Bremer Medienlandschaft: Bürgerradio im Visier
Die kommerziellen Konkurrenten blasen zur Jagd auf den Bremer Bürgerrundfunk - angeblich im Namen von mehr "Medienkompetenz" wollen sie sein Geld verteilen.
Auf den ersten Blick sieht alles ganz harmlos aus: Zwei Vereine mit den wohlklingenden Namen "Medienmeile Bremen" und "bremen digitalmedia" haben eine Pressemitteilung formuliert. Darin empfehlen sie, dass das Bremer Bürgerradio geschlossen werden sollte.
Die 850.000 Euro, die jedes Jahr dafür zur Verfügung stehen, sollten von einem "ehrenamtlichen Gremium" an Projekte für Medienkompetenz vergeben werden. Klassisches Bürgerradio, so das Argument, sei technisch überholt.
Auf den zweiten Blick ergeben sich erstaunliche Verbindungen - die den Eindruck erwecken, dass hinter dem Vorstoß schlichtes Konkurrenzdenken steckt. Die Pressemitteilung im Namen des Vereins Medienmeile wurde verbreitet vom Marketing-Chef des Weser Kurier, David Koopmann.
Die Redakteurin des nämlichen Blattes, die über die PR-Meldung ihres Marketing-Chefs berichtete, konnte den Leiter des Bürgerrundfunks, Uwe Parpart, angeblich nicht für eine Stellungnahme erreichen. "Wieso eigentlich nicht?", fragt sich Parpart gegenüber der taz. "Ich war da."
Radio Bremen holte in diesem Zusammenhang als Kronzeugen Björn Feddersen ins Studio. Was der Sender dabei nicht erwähnte: Feddersen arbeitet für eine Tochterfirma des Energiekonzerns EWE, mit dem er auch sonst eng verbandelt ist. EWE wiederum betreibt - zusammen mit dem Weser Kurier - das Bremer Stadtfernsehen "Center TV".
Der Lokalsender hat sich gerade von seinem einzigen gelernten Journalisten getrennt und genießt spätestens seither vielerorts den Ruf, "Praktikanten-Fernsehen" zu sein, das vor allem über potentielle Werbekunden berichtet.
Bisher unterstützte die EWE indirekt aber auch den Bürgerrundfunk: Man sponsorte die Datenleitung zur Übertragung der Bürgerschaftssitzungen ins Kabel des Bürger-TV. Dieser Vertrag wurde zum Jahresende gekündigt.
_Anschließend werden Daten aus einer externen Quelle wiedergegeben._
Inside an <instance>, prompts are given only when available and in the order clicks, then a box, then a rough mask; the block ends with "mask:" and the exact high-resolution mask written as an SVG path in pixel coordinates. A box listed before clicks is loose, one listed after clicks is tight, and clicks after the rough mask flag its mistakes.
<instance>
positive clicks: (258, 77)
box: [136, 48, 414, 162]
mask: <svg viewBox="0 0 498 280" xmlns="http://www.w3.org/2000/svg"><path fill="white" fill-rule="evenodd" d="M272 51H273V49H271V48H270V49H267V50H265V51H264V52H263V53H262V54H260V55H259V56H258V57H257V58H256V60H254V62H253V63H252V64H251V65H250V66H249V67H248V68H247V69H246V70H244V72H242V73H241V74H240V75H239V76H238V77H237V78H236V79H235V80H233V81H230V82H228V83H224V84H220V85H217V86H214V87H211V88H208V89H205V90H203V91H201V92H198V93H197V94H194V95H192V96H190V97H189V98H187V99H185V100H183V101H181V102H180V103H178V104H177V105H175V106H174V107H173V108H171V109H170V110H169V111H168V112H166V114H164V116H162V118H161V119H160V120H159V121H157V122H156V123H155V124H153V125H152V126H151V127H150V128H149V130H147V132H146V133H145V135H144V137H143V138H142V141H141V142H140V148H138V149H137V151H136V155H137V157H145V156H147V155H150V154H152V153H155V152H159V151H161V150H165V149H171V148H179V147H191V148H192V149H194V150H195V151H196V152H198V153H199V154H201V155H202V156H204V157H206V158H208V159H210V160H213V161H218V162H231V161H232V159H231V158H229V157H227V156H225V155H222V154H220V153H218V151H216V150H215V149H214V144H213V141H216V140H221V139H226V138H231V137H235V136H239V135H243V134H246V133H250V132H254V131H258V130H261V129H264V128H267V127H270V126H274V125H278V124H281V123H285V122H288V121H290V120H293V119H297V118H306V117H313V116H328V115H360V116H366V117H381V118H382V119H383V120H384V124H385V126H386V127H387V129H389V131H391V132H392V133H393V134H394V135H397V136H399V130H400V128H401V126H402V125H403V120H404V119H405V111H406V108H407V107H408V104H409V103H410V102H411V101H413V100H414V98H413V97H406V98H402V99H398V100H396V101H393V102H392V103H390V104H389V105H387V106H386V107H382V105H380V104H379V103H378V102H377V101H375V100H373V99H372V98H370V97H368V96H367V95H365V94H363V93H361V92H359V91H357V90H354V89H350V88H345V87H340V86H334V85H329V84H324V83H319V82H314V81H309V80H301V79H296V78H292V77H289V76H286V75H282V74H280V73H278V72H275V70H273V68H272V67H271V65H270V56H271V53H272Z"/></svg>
Die Bremer SPD steht zum Bürgerrundfunk, für den in den Koalitionsvereinbarungen eine Bestandsgarantie hineingeschrieben wurde. Angesichts der technologischen Entwicklung müsse er sich aber weiterentwickeln, sagt die medienpolitische Sprecherin der Sozialdemokraten, Antje Grotheer. "Dafür sind wir offen", sagt Bürgerfunk-Leiter Parpart.
In der kommerzialisierten Medienlandschaft sei der Bürgerrundfunk ein Fremdkörper - und wehrt sich dagegen, dass die Kommerziellen ihn an die Wand drücken wollen. Wie im Offenen Kanal kommen einzelne Bürger regelmäßig, um über die Hörfunk- oder Fernsehfrequenz "ihre" Sendung zu machen. Wer will, kann seine Sendung auch zu Hause am Laptop produzieren und an den Sender schicken.
Dessen wesentliche Aufgabe ist es, Interessierten zu helfen, mit der Technik umzugehen - aber eben unabhängig von kommerziellen Interessen und finanziert über GEZ-Rundfunkgebühren. Radio Bremen meldete nun in erstaunlicher Unkenntnis, hier würden "Steuergelder" verschwendet.
"Wir arbeiten mit Rundfunkgebühren und haben einen gesetzlichen Auftrag, in dem der Bürgerrundfunk einen festen Platz hat", sagt dazu Sven Petersen von der Landesmedienanstalt (LMA).
Die Diskussion um eine Förderung der Medienkompetenz hatte das Bremer Rathaus angestoßen und dazu vor Monaten die Medienfirmen eingeladen. Eine große Runde war da zusammen getroffen, heraus kam ein Papier, das voller Allgemeinplätze steckt und eigentlich nur die Frage aufwirft, wozu der ganze Aufwand dienen soll.
Da könnte der aktuelle Vorstoß eine Antwort sein: Zu plündernde Fördertöpfe für die Medienunternehmen gibt es nicht mehr - und so nimmt die geballte private Medienkompetenz nun den Etat des Bürgerradios ins Visier.